By Kyle Torpey Nov 6, 2014 11:53 AM EST

Silk Road DEA Agent

NEW YORK (InsideBitcoins) — Last Week, U.S. Senator Chuck Schumer made a renewed call for shutting down various darknet marketplaces where illegal drugs can be bought and sold over the Internet. It seems that he did not have to wait too long for his wish to come true. Exactly one year following its launch, the domain for Silk Road 2.0 has been seized through a joint effort between the FBI and Europol.

Following a report of the arrest of an alleged digital drug kingpin in Ireland earlier this morning, the FBI has now announced the arrest of Blake Benthall in San Francisco, via Twitter. Benthall is the alleged operated of Silk Road’s reincarnation that was launched on November 6, 2013.

“We don’t get tired”

The Silk Road 2.0 seizure followed an unusual period of downtime for the darknet marketplace, and we’re now also seeing a similar story with other marketplaces that can only be accessed via Tor. In a press release on the matter directly from the FBI, Manhattan U.S. Attorney Preet Bharara claimed, “Let’s be clear – this Silk Road, in whatever form, is the road to prison.

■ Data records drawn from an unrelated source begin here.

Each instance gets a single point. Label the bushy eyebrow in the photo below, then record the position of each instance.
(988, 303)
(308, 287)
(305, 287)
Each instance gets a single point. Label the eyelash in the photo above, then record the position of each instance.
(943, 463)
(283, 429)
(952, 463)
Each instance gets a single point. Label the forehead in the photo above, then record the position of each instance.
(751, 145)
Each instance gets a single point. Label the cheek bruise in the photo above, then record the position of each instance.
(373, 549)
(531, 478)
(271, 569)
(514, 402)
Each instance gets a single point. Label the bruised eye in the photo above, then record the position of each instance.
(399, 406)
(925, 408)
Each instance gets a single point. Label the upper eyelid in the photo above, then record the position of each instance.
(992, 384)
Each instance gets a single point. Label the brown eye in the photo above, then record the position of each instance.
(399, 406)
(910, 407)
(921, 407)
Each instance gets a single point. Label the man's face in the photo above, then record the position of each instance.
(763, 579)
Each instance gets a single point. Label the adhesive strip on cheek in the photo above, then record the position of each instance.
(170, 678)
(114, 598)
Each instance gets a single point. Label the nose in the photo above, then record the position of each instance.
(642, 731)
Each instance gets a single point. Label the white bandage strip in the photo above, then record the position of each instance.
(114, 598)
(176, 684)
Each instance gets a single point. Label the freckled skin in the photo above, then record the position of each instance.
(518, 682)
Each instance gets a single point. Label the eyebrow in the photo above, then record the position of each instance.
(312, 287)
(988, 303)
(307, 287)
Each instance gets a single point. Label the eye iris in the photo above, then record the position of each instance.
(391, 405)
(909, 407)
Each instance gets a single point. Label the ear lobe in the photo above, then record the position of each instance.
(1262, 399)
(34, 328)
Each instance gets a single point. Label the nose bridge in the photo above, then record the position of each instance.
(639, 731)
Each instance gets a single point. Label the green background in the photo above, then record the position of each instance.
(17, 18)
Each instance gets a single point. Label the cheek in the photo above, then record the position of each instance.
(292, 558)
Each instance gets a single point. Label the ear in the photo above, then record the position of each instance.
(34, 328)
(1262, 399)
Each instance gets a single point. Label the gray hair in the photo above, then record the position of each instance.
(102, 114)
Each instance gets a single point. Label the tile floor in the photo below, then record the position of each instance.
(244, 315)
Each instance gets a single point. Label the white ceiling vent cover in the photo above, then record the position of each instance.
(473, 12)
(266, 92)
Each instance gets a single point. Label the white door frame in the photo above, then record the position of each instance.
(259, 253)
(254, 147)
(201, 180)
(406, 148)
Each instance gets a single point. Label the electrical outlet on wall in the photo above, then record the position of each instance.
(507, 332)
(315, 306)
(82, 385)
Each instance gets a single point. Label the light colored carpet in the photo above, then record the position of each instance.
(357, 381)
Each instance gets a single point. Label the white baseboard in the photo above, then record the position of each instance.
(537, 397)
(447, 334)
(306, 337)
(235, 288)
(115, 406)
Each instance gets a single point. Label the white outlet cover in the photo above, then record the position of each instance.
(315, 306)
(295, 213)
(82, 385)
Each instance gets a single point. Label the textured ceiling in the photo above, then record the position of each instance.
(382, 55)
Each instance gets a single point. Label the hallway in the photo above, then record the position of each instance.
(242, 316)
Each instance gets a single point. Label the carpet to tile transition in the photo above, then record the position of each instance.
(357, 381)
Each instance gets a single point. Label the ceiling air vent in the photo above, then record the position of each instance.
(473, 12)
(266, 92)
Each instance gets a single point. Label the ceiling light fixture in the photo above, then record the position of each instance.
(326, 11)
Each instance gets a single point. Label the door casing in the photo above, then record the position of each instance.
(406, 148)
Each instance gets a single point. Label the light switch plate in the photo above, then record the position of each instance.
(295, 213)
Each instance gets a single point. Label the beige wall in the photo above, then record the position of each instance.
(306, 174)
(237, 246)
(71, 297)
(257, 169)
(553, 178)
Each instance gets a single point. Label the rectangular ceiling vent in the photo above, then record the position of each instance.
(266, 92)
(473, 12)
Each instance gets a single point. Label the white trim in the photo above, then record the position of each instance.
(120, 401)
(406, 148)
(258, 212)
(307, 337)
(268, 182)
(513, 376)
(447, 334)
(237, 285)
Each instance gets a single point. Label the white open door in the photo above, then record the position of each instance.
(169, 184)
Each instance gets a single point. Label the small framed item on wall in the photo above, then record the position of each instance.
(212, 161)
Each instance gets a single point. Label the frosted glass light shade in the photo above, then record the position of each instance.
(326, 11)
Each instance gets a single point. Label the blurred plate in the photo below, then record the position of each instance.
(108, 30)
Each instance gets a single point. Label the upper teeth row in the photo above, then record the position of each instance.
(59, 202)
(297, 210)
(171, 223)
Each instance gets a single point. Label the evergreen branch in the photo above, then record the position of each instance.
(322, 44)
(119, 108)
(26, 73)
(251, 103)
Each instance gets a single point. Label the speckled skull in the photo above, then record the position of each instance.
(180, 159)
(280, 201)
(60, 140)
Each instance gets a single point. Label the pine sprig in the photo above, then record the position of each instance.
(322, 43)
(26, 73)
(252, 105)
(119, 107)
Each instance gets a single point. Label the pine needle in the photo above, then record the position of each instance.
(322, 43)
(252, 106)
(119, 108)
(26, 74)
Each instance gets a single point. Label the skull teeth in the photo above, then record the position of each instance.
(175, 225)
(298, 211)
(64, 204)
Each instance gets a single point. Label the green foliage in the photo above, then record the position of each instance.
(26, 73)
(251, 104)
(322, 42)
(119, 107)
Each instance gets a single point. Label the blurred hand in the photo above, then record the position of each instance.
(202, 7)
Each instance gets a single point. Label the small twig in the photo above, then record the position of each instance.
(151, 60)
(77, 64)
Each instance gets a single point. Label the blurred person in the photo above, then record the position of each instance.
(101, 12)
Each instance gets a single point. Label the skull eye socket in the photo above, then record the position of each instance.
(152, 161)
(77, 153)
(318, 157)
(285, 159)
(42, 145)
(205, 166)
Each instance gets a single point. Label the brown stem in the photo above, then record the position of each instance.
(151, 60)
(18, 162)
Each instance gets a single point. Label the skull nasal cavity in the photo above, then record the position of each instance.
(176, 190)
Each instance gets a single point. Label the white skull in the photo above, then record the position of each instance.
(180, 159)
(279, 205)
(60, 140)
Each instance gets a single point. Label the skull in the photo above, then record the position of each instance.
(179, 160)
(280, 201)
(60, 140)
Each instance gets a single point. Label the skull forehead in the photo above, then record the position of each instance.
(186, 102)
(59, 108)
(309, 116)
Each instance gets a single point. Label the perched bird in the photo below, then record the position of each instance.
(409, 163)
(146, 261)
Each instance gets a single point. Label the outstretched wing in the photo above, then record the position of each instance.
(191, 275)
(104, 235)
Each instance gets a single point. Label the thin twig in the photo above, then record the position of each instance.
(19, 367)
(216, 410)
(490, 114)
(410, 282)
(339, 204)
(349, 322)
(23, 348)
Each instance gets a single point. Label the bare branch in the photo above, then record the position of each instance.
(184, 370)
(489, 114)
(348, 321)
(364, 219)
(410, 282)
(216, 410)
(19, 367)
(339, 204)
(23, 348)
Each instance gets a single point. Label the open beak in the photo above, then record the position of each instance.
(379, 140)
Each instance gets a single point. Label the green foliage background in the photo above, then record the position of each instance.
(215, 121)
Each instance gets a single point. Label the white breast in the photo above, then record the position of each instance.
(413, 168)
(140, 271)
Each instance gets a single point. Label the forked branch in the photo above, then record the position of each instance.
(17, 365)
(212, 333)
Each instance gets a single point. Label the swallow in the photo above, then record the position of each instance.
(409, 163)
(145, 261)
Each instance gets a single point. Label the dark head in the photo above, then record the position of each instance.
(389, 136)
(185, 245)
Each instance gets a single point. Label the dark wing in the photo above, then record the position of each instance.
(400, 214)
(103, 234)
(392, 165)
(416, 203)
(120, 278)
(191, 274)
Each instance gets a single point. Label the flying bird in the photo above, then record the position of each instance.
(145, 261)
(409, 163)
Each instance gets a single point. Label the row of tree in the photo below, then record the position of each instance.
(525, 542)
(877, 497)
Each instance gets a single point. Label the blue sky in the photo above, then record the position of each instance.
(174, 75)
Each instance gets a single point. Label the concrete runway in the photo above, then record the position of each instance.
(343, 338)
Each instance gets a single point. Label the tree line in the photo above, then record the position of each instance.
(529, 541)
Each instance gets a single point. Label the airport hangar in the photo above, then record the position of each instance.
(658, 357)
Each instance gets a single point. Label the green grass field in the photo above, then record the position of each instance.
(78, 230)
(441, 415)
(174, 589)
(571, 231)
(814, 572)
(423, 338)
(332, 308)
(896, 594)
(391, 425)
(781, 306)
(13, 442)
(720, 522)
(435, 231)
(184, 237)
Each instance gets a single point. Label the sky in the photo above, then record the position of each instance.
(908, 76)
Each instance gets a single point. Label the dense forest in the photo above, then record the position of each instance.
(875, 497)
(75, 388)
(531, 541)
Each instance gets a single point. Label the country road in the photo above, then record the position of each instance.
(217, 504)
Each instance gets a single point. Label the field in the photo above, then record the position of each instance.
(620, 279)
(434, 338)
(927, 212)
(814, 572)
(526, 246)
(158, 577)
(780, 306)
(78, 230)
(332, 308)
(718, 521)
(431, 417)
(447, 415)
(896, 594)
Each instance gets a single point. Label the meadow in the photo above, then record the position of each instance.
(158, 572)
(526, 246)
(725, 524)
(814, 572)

Those looking to follow in the footsteps of alleged cybercriminals should understand that we will return as many times as necessary to shut down noxious online criminal bazaars. We don’t get tired.”

What does this mean for online anonymity?

Another interesting quote in the press release came from FBI Assistant Director-in-Charge George Venizelos. He stated, “Benthall should have known that those who hide behind the keyboard will ultimately be found.” At this point, there is still no direct evidence that the anonymity network known as Tor is broken. Much like in the case against Ross Ulbricht, various law enforcement agencies are claiming that traditional police tactics were used to take down these online drug bazaars.

In the matter of the Silk Road 2.0 shutdown, it appears that a Homeland Security Investigations (HSI) agent was able to infiltrate Benthall’s inner circle. Although the complaint filed in a Manhattan court notes that the HSI agent was able to interact with Benthall “directly”, there is no mention of how his true identity was eventually found out. The complaint also mentions a co-conspirator who was involved with the initial launch of Silk Road 2.0, but it is unclear if charges have also been filed against that individual.

Parallel construction

During the cases of various darknet marketplaces, the idea of parallel construction playing a role in de-anonymizing the site operators has been mentioned more than once. In the case of the original Silk Road’s operator, many network security experts seem to believe that the FBI is not being forthcoming about how they determined that Ross Ulbricht was the one behind the world’s first major digital drug bazaar. Parallel construction is a method used by various law enforcement agencies to conceal the true source of information that eventually lead to an arrest. It was first reported in 2013 by Reuters in cases where the NSA was feeding information about specific individuals to the DEA.